Avevo diciotto anni. Ad una festa conobbi Peppino, un ragazzo molto bello. Volle riaccompagnarmi a casa in macchina. Ci fermammo a baciarci sotto la luna davanti alla basilica dei Santi Giovanni e Paolo, una cosa dolcissima.
Ma poi io rovinai tutto. Che cosa dissi? Una piccola frase, una semplice battuta, una riflessione personale? Non ricordo. So solo che si ritrasse, si appoggiò al volante della sua macchina, mi guardò profondamente deluso come se lo avessi tradito e disse: "Ma allora sei intelligente!"
Non lo rividi più.
Capirete fra poco perché questo ricordo agrodolce è riemerso dopo quarantasei anni proprio mentre leggevo il libro di Fatema Mernissi.
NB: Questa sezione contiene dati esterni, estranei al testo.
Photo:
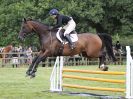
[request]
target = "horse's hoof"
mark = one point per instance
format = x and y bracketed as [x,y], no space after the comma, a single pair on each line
[32,75]
[105,68]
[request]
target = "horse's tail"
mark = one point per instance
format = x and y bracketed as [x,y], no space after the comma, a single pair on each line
[107,42]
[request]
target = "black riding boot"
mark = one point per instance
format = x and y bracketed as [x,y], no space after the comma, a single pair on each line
[70,41]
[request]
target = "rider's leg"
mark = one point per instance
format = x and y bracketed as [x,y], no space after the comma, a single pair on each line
[68,29]
[70,41]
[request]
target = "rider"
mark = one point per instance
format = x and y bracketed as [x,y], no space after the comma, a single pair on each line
[68,22]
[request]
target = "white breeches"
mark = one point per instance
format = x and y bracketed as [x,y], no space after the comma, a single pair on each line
[69,27]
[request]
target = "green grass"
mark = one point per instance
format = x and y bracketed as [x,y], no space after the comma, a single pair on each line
[14,84]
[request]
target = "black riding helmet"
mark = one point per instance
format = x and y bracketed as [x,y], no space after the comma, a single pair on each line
[53,12]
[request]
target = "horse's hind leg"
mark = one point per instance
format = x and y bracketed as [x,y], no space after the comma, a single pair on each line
[102,59]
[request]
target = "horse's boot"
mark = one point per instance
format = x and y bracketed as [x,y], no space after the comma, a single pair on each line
[72,45]
[27,73]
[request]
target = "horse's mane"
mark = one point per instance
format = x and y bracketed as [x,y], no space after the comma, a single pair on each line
[46,25]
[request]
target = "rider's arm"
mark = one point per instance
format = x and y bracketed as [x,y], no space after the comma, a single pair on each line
[59,22]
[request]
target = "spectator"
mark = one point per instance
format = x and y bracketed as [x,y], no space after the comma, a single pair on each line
[118,46]
[29,55]
[15,61]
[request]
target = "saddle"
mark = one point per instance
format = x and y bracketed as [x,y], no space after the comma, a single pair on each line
[60,36]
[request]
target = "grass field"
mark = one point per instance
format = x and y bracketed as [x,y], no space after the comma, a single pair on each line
[14,84]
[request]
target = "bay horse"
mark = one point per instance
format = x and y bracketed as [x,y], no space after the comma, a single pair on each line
[90,45]
[5,53]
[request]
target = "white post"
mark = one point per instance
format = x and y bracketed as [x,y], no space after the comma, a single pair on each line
[129,75]
[56,75]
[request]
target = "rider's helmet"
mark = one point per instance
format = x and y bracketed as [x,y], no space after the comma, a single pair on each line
[53,12]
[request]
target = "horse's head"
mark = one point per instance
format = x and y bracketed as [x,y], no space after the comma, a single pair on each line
[26,29]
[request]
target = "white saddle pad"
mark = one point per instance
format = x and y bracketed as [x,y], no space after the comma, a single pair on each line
[73,37]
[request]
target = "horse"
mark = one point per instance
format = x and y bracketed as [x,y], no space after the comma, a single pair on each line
[89,45]
[4,54]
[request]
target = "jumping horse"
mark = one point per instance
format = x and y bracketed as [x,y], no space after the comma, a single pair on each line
[88,44]
[5,54]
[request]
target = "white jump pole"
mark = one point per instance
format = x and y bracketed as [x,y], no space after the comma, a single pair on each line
[129,74]
[56,75]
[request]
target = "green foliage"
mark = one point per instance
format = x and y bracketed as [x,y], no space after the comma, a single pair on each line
[108,16]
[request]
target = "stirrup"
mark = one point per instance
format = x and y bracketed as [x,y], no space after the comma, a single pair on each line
[72,46]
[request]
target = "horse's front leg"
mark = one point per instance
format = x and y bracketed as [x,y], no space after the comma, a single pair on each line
[102,62]
[33,68]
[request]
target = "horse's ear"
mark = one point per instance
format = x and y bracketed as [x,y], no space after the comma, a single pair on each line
[25,20]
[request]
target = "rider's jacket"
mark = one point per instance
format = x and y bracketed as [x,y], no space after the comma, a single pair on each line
[61,20]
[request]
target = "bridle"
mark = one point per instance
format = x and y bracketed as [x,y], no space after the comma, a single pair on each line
[32,28]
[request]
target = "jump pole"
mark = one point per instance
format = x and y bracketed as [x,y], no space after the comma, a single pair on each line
[56,85]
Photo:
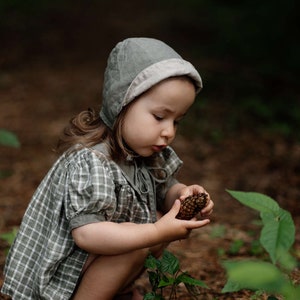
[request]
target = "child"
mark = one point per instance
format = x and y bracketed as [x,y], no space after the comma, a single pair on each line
[112,197]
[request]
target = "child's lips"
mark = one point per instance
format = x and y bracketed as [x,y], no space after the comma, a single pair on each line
[158,148]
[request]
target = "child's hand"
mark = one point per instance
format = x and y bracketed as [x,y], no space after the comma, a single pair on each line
[171,229]
[196,189]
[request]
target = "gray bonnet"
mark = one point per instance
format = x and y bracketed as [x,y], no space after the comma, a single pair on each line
[133,67]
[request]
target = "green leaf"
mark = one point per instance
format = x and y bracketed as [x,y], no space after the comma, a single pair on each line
[153,279]
[169,263]
[152,296]
[255,275]
[166,281]
[231,287]
[278,233]
[257,201]
[187,279]
[7,138]
[151,262]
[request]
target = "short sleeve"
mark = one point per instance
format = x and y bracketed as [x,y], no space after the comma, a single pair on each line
[89,191]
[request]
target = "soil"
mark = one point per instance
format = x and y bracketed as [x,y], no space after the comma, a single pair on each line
[38,99]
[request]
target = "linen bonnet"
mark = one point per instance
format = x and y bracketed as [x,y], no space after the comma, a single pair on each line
[133,67]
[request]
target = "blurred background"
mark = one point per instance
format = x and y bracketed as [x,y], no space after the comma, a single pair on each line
[242,134]
[244,131]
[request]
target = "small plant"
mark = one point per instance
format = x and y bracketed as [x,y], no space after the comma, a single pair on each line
[277,237]
[165,272]
[9,139]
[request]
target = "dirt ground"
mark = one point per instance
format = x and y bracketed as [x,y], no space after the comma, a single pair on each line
[37,101]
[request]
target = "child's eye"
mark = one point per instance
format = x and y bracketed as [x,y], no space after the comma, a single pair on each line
[158,118]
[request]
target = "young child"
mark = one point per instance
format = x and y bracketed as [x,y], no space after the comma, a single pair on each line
[112,197]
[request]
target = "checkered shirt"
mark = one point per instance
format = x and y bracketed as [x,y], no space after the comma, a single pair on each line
[82,187]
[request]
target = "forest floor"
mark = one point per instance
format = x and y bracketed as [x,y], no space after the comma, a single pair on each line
[37,101]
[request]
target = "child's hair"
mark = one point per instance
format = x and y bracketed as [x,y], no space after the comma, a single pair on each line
[134,66]
[87,130]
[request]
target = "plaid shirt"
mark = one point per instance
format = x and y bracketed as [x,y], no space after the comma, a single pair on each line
[82,187]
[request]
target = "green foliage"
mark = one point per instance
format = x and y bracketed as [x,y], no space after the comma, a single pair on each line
[7,138]
[277,237]
[165,272]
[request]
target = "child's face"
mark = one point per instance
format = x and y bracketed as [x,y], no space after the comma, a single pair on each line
[151,121]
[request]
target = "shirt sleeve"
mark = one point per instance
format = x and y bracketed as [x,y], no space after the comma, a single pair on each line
[89,190]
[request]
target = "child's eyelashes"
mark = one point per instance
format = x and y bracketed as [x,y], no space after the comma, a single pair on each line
[158,118]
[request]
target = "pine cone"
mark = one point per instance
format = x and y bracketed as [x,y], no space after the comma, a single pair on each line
[191,206]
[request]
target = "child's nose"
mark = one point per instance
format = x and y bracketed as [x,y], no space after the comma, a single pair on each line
[169,131]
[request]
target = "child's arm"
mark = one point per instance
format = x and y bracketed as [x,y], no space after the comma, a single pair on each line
[108,238]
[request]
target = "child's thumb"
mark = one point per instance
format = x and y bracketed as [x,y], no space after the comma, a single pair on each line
[176,207]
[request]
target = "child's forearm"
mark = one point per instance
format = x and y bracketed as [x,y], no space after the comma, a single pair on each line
[108,238]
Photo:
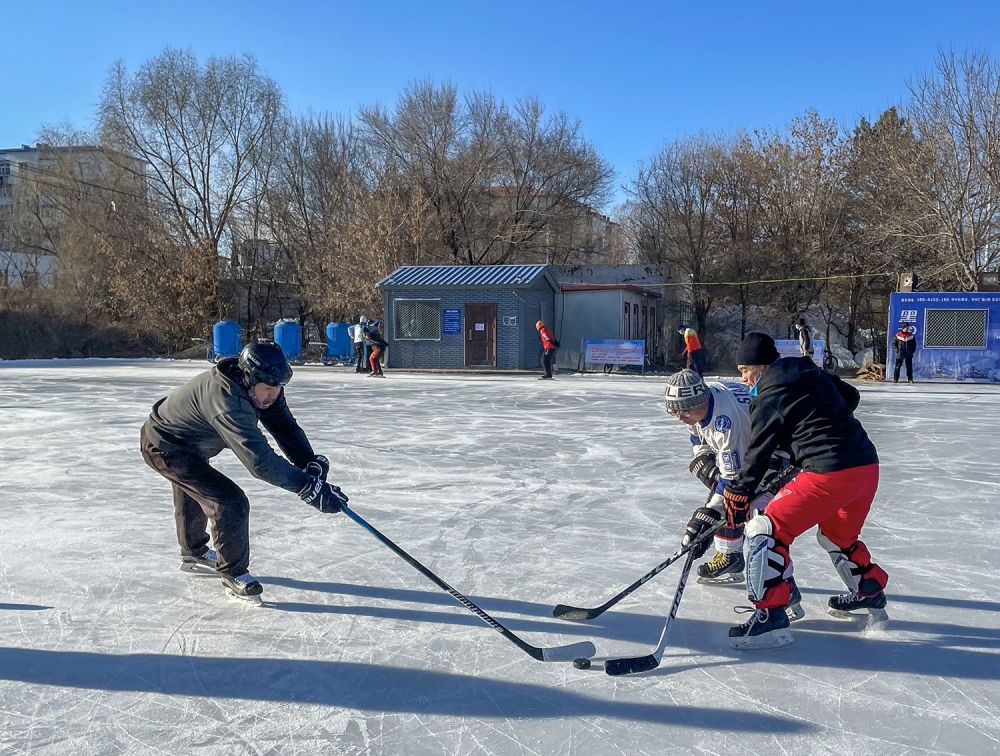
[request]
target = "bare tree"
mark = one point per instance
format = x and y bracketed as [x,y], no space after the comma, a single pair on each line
[201,131]
[502,185]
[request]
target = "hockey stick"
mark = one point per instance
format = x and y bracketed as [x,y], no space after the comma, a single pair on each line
[555,653]
[577,614]
[631,665]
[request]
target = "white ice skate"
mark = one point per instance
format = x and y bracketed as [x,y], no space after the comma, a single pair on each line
[722,569]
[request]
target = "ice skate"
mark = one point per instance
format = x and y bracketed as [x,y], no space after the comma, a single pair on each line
[243,587]
[766,628]
[848,605]
[722,569]
[794,609]
[201,565]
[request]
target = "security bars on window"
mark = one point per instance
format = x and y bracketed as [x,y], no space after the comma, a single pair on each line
[417,320]
[955,329]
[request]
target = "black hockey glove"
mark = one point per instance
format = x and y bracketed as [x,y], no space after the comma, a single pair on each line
[325,497]
[703,519]
[737,506]
[705,468]
[318,468]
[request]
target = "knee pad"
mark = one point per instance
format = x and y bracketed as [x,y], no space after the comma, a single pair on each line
[768,562]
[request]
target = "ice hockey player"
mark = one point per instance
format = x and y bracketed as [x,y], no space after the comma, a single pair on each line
[717,417]
[218,409]
[798,405]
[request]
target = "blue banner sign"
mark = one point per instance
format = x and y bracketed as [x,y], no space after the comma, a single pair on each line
[790,348]
[452,321]
[614,351]
[957,334]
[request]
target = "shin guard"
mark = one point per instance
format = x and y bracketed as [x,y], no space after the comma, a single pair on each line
[855,566]
[769,565]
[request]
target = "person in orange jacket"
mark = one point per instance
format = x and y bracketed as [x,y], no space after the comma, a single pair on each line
[692,349]
[549,346]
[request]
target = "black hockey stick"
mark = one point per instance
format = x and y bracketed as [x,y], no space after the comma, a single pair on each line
[577,614]
[555,653]
[634,664]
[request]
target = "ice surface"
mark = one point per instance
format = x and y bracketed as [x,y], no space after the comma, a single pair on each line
[519,493]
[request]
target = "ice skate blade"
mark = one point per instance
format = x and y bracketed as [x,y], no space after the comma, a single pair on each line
[194,568]
[721,580]
[873,617]
[773,639]
[251,600]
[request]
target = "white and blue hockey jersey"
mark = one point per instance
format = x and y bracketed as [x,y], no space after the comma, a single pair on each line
[725,431]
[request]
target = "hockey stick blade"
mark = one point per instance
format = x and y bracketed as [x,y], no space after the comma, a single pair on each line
[579,614]
[634,665]
[557,653]
[573,651]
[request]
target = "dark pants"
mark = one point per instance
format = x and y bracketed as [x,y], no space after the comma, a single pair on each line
[548,359]
[374,361]
[202,493]
[909,367]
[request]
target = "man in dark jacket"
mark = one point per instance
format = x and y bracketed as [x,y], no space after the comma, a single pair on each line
[219,409]
[904,344]
[798,407]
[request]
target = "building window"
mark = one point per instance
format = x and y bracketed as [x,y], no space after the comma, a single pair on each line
[417,320]
[955,329]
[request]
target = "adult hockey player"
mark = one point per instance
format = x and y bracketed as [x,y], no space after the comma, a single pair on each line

Fatema, che ha più o meno la mia età (lei è nata a Fez in Marocco nel 1940, io nel 1937 a Roma), è docente di sociologia presso l'Università Mohammed V di Rabat, studiosa del Corano e scrittrice (i suoi libri sono tradotti in più di venti lingue).
Il risvolto di copertina ci informa che
"da molti anni è impegnata in attività di ricerca e insegnamento in ambito internazionale per sostenere una visione pluralistica della società islamica, fondata sull'umanesimo e sul femminismo e opposta alle concezioni e alle pratiche dell'estremismo integralista."
Promettente, no?
Durante un viaggio in Francia per la presentazione del suo libro sull'harem La terrazza proibita (Giunti 1996), Fatema si accorge che i giornalisti occidentali, sentendo o pronunciando la parola "harem" non possono trattenere un certo ambiguo sorrisetto, che davvero la sconcerta e la disorienta: come si può sorridere evocando una crudele prigione?
Decide allora di affrontare il problema, seguendo gli insegnamenti di sua nonna Jasmina, che era illetterata e aveva sempre vissuto reclusa in un harem: il viaggio, questo meraviglioso privilegio a lei concesso sin da quando a diciannove anni era andata da Fez a Rabat per iscriversi all'università, sarebbe stato utilizzato come un'occasione di conoscenza.
"Da principio non fu facile trasformare il mio sentimento negativo in uno stato d'animo positivo, più propizio all'apprendimento. Cominciavo a domandarmi se, data la mia età, non stessi perdendo la capacità di adattarmi rapidamente a nuove situazioni, e mi terrorizzava l'idea di diventare rigida e incapace di accogliere l'imprevisto. Ma nessuno fece caso alla mia ansia, durante quel viaggio di promozione, grazie al pesante bracciale berbero d'argento che sfoggiavo, e alla profusione di rossetto Chanel sulle mie labbra."
(p.7)
Fatema scrive così, mie care lettrici, senza dimenticare il suo corpo (si può, si può, anche se si è docenti all'università...).
La nonna le ha tramandato, modificandole ereticamente e colorandole di misticismo Sufi, le antiche storie delle Mille e una notte. Il nucleo centrale della sua storia preferita è questo:
"La donna dovrebbe vivere come una nomade, sempre all'erta, pronta a migrare anche quando è amata, perché - almeno, così dice la fiaba - l'amore può fagocitarla e diventare la sua prigione."
(p.9)
Così armata, Fatema si muove intrepida nel mondo degli uomini (orientali e occidentali) sul filo del tema dell'harem.
Il suo libro raccoglie le sue riflessioni su due culture dissimili, divergenti: per noi occidentali è una provocazione e una sfida.